VATICAN CITY (Reuters) - Jozef Wesolowski, a former archbishop and papal ambassador to the Dominican Republic, will go on trial on Saturday accused of child sex offences in a case seen as a test of Pope Francis’s drive to clean up the church.
It will be the first trial held under rules drawn up by the Argentinian pontiff in an effort to make the clergy accountable for their actions around the world and show that the Vatican is sensitive to widespread anger over repeated abuse scandals.
The 66-year-old former Polish archbishop was “apostolic nuncio”, or Vatican ambassador, in Santo Domingo for five years
and was recalled to Rome in 2013 after local media accused him of paying boys to perform sexual acts.
The pope ordered a criminal investigation and he was arrested last September and detained in the Vatican -- the first arrest in the tiny city state related to pedophilia charges.
After his arrest, Vatican inspectors found child pornographic material on his computer.
Wesolowski has already been defrocked by a Vatican tribunal, a rare occurrence and a sign of how seriously the church has taken the accusations against him.
He faces up to eight years in jail if found guilty of abusing a minor and two years for possession of child pornography. Such a sentence would almost certainly be served in Italy rather than the Vatican. Officials have also suggested he could be extradited to the Dominican Republic or Poland.

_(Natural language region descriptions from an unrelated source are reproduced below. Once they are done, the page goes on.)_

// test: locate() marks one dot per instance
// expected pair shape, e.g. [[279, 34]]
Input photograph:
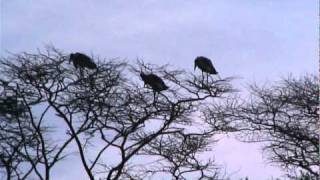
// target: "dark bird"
[[82, 61], [154, 81], [205, 65]]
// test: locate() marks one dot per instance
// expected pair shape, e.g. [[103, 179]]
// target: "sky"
[[255, 40]]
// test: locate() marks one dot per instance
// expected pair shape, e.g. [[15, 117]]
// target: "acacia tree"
[[119, 129], [284, 117], [17, 137]]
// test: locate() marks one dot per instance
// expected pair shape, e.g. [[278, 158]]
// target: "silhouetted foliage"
[[112, 120], [283, 116]]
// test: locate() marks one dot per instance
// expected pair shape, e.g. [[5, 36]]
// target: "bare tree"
[[284, 117], [119, 128]]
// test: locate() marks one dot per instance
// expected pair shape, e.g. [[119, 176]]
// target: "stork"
[[205, 65], [82, 61], [154, 81]]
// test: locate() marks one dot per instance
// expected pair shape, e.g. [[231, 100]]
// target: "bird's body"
[[82, 61], [154, 81], [205, 65]]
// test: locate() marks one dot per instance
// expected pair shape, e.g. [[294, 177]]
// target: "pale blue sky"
[[257, 40]]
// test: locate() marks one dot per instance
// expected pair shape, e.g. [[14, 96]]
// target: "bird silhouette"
[[205, 65], [82, 61], [155, 82]]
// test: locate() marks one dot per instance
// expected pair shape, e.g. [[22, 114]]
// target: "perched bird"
[[82, 61], [205, 65], [154, 81]]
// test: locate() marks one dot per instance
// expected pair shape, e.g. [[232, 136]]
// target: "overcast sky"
[[257, 40]]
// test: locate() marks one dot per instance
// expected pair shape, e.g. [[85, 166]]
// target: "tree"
[[110, 119], [284, 117]]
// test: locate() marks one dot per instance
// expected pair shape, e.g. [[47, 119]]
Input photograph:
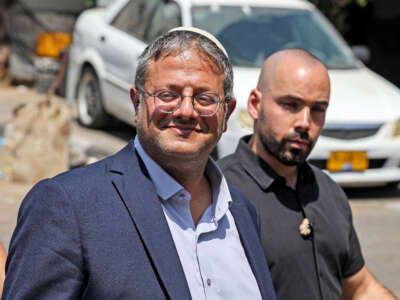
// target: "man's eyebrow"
[[301, 100]]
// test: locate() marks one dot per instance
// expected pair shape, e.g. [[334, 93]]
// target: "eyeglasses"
[[206, 104]]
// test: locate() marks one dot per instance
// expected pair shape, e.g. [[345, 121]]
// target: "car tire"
[[89, 99]]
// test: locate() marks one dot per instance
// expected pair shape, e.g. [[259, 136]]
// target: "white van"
[[361, 140]]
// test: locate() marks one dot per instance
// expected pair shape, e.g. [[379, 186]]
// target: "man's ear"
[[134, 93], [254, 103], [228, 110]]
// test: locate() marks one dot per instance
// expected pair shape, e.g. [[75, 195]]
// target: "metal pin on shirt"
[[305, 227]]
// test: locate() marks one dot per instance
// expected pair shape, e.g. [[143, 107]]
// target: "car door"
[[121, 43], [124, 39]]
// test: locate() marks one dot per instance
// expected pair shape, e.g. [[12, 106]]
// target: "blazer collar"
[[252, 245], [140, 198]]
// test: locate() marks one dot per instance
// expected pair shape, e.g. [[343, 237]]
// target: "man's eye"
[[167, 95], [319, 109], [205, 99], [290, 105]]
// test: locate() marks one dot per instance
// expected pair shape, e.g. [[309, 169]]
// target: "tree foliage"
[[335, 10]]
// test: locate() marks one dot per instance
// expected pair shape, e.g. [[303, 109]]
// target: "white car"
[[360, 144]]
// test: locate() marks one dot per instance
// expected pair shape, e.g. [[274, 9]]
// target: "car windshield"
[[251, 34]]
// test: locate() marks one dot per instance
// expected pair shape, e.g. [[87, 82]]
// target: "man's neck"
[[287, 172], [190, 173]]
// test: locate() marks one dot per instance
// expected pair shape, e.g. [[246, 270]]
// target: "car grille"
[[373, 163], [349, 134]]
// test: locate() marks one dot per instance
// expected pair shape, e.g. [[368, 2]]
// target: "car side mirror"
[[361, 52]]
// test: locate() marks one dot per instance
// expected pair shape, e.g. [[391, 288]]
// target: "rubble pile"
[[37, 140]]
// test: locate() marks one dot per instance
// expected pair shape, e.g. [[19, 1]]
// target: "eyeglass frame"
[[224, 99]]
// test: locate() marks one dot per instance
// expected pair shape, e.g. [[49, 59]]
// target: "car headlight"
[[396, 129], [245, 120]]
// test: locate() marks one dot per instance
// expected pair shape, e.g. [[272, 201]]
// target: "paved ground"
[[376, 211]]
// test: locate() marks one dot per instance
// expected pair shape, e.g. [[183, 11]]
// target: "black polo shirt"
[[302, 268]]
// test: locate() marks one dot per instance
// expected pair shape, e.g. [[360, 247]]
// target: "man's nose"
[[186, 109], [303, 119]]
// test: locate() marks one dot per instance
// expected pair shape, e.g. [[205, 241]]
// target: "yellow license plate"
[[347, 161]]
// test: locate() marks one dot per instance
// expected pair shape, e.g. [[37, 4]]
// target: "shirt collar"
[[261, 172], [166, 186]]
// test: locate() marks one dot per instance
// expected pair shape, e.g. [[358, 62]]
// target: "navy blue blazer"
[[99, 232]]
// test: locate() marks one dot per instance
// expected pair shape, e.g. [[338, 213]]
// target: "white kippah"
[[203, 33]]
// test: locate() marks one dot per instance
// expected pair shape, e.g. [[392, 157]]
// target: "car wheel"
[[90, 108]]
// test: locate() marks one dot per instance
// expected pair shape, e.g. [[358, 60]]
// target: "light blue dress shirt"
[[211, 254]]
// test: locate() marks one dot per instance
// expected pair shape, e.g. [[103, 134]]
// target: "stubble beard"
[[281, 150]]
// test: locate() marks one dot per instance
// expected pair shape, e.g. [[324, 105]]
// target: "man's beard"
[[282, 152]]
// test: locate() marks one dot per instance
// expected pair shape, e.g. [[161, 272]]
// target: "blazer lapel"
[[140, 198], [252, 246]]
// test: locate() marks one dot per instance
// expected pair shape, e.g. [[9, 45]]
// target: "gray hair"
[[180, 41]]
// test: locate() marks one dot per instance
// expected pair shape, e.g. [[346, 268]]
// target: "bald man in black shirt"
[[306, 222]]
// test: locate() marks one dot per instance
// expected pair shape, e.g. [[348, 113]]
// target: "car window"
[[134, 17], [251, 34], [166, 16]]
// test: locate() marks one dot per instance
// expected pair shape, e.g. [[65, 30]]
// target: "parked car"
[[361, 140]]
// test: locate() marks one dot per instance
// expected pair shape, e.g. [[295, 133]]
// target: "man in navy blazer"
[[156, 220]]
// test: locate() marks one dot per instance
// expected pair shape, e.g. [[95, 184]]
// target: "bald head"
[[288, 107], [287, 61]]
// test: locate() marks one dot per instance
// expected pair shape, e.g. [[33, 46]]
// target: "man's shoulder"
[[95, 175]]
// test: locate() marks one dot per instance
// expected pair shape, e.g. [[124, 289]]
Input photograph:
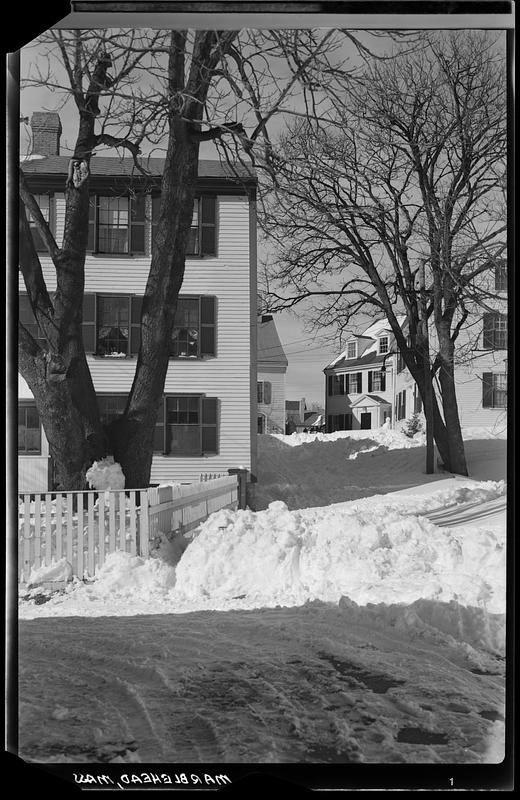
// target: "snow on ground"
[[317, 469], [354, 630]]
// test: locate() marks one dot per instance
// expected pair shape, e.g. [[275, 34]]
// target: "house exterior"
[[207, 419], [294, 415], [368, 382], [272, 366]]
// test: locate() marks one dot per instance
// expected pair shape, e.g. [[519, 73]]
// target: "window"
[[376, 381], [263, 391], [202, 233], [495, 331], [187, 426], [401, 405], [28, 320], [116, 224], [113, 325], [46, 204], [336, 385], [111, 407], [29, 431], [194, 328], [494, 390], [501, 277], [383, 345], [354, 383]]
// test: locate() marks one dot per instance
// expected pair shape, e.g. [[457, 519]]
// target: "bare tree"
[[405, 180], [175, 89]]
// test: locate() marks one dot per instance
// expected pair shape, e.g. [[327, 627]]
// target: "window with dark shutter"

Looking to restore the credibility of the Roman Catholic Church following a wave of sexual scandals around the world, Francis ruled in 2013 that the Vatican’s criminal code could be applied to its employees wherever they lived.
In June, he also approved the creation of an unprecedented Vatican tribunal to judge bishops accused of covering up or failing to prevent sexual abuse of minors.
While groups representing victims of priestly abuse have welcomed the Wesolowski trial, they have said much more needs to be done to clean up the Church and root out wrongdoers.
One group, BishopAccountability.org, says 79 bishops have been accused publicly of sexual wrongdoing, and only four have been defrocked.
The pope will not be in the Vatican when Wesolowski’s trial opens. He is visiting three South American countries and has taken much of the Vatican media pack with him.
“It’s very important that they do this right and I‘m pretty sure that the date was chosen so that there wasn’t a big media circus surrounding day one of the trial,” said Robert Mickens, editor-in-chief of the Catholic magazine “Global Pulse”.
A Vatican official said Saturday’s hearing was expected to be taken up by procedural matters, adding that the trial was likely to continue for several months.